The configuration space (also called C-space) of a robot is a specification of the position of all the points of a robot. The dimension of the C-space is called the degrees of freedom (DOF), which is the minimum number needed to represent the robot. For e.g. if the robot has 2 angles, the C-space is the 2D torus. A robot is defined to consits of rigid bodies (called links) connected together by joints.

The C-space can be parametrized both explicitly or implicitly.

Explicit parametrization uses the minimum number of coordinates, in a sphere for example, \((\phi,\lambda) \in [-90,90]\times[-180,180]\) for the latitude and longitude. While simple, not necessarily being topologically equivalent to the Euclidean space means **representation** would have poor behaviour at some parts of the space in the form of singularities and discontinuities.

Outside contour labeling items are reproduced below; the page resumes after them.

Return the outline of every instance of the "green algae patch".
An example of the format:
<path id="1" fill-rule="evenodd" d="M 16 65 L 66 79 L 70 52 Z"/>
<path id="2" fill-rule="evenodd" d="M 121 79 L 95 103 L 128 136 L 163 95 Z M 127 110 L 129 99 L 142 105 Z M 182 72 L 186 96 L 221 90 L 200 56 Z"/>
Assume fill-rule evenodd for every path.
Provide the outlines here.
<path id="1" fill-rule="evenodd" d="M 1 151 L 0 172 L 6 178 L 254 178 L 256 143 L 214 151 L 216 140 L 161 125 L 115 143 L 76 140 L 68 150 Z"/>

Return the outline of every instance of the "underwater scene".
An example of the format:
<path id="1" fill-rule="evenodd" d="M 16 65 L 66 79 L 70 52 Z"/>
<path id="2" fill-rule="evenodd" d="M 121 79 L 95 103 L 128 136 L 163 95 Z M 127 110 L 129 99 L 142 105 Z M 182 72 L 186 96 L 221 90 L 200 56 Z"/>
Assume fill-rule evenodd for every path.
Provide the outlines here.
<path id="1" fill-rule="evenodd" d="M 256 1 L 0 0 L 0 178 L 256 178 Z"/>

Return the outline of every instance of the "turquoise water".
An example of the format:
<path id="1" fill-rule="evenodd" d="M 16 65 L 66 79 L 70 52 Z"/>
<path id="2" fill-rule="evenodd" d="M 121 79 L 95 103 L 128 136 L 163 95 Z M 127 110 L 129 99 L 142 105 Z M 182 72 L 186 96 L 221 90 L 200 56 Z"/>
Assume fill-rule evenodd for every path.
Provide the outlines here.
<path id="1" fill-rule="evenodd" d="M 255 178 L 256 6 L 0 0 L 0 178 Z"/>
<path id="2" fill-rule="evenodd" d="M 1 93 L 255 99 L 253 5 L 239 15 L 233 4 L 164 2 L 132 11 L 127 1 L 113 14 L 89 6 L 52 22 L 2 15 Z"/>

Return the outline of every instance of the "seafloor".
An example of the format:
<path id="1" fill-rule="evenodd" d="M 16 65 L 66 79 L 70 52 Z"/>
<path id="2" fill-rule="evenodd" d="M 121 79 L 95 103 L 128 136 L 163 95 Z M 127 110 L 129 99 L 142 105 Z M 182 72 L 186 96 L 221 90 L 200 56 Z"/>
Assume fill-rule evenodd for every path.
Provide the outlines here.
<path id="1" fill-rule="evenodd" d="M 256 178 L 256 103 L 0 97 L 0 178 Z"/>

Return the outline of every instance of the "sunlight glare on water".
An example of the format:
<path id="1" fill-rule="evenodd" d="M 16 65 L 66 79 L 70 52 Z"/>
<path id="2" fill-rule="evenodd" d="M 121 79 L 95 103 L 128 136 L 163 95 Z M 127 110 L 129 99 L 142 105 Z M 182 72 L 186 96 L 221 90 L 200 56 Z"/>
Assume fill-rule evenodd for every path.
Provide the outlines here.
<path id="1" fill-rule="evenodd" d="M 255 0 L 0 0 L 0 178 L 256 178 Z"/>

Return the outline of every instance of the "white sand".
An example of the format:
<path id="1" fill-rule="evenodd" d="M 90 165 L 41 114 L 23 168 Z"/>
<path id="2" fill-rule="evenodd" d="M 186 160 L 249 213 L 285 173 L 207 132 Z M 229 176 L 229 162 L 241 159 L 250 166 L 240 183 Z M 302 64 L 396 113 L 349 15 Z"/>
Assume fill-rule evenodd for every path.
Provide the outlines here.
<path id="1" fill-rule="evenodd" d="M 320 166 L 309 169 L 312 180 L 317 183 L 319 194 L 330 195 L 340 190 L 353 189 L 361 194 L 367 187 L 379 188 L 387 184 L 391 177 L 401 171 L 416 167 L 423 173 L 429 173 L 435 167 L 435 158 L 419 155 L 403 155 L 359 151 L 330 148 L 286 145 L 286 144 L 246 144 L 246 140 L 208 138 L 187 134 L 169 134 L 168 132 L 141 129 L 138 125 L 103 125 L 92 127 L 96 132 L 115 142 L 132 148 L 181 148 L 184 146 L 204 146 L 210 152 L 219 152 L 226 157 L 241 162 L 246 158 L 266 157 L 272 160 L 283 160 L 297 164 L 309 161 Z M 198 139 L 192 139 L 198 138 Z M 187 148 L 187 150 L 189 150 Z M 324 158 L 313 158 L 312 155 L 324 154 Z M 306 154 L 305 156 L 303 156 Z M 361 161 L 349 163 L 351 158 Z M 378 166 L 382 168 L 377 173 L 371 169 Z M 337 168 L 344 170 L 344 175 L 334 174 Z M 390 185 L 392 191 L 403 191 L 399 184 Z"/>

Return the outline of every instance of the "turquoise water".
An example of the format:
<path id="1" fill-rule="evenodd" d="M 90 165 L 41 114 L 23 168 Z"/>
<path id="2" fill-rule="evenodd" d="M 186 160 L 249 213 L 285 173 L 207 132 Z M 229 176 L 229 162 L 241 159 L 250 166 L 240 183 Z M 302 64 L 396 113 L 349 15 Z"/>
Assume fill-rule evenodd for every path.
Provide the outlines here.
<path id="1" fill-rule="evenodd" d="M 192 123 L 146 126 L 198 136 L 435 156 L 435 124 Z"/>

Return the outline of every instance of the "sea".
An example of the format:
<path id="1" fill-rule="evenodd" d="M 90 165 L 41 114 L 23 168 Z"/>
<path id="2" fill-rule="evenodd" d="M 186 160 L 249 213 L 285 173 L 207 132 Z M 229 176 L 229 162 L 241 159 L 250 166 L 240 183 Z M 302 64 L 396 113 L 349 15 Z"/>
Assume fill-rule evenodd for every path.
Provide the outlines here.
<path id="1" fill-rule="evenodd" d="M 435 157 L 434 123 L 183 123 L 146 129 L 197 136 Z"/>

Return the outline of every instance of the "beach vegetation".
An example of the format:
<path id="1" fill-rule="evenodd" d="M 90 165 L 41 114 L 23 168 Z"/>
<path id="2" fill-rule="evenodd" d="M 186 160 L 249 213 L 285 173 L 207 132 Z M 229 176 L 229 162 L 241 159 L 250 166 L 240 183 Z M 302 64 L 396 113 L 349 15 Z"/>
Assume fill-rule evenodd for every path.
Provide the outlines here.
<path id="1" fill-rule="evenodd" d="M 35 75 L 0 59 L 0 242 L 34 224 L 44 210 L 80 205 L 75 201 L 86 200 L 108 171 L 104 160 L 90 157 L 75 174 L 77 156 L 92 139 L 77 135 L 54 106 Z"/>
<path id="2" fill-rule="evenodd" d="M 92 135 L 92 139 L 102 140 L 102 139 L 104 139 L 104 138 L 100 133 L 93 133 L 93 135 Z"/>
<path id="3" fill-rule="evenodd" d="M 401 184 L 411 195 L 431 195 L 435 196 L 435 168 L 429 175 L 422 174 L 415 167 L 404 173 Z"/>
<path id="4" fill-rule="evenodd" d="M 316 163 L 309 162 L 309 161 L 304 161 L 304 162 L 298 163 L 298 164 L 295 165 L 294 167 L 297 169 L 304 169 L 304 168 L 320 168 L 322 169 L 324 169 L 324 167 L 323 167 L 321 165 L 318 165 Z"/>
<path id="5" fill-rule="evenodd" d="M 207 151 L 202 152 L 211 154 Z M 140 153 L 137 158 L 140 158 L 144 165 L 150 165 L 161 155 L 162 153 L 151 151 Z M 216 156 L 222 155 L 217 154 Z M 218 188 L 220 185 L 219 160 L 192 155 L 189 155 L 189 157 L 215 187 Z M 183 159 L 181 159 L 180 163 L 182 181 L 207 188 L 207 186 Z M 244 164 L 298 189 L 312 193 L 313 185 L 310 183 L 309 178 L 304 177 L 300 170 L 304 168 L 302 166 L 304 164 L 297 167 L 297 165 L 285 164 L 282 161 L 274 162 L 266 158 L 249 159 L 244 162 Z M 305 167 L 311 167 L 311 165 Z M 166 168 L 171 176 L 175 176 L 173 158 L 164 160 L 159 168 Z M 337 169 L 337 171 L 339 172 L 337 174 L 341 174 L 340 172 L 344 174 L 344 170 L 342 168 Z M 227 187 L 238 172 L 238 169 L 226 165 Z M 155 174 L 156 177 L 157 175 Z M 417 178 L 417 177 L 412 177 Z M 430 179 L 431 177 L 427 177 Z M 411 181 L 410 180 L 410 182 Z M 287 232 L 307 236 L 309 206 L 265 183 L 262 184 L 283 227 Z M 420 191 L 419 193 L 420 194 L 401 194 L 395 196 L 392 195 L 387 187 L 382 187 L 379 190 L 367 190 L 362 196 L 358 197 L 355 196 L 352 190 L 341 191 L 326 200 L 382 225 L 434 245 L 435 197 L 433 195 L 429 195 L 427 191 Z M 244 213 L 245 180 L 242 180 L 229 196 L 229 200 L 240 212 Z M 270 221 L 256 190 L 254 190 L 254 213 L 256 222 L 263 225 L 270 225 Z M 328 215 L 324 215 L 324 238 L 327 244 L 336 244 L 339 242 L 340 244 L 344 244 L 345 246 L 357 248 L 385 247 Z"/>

Implicit parametrization makes use of embedding the surface in a higher dimensional space that is easier to work with, typically the Euclidean space. Here, a sphere can be represented as \(\{(x,y,z)\in \mathbb{R}^3 x^2+y^2+z^2=1\}\). This results in no discontinuities or singularities but at the expense of greater complexity in representing the coordinates.

Instead of representing the C-space of a robot in terms of the exact amount of its DOF, we can make use of holonomic constraints (also sometimes called integral constraints).

The **task space** is the space where the robot's task can be naturally expressed. E.g. when the controlling position of a position of a pen on a flat piece of paper, the task space is \(\mathbb{R}^2\), and when controlling the position and orientation of a rigid body, the task space is the 6D space of rigid body configurations.

The **work space** is a specification of the reachable configurations of the end-effector (end of the robot), usually defined in Cartesian coordinates.

The set of positions reachable from all possible orientations is called the **dextrous workspace**.

## Thoughts

- Much if not all of the ideas come from Northwestern robotics course lectures
- Look further into the difference between points and joints in the first sentence.
- Nash embedding theorem argument for why we are allowed to use implicit parametrizations.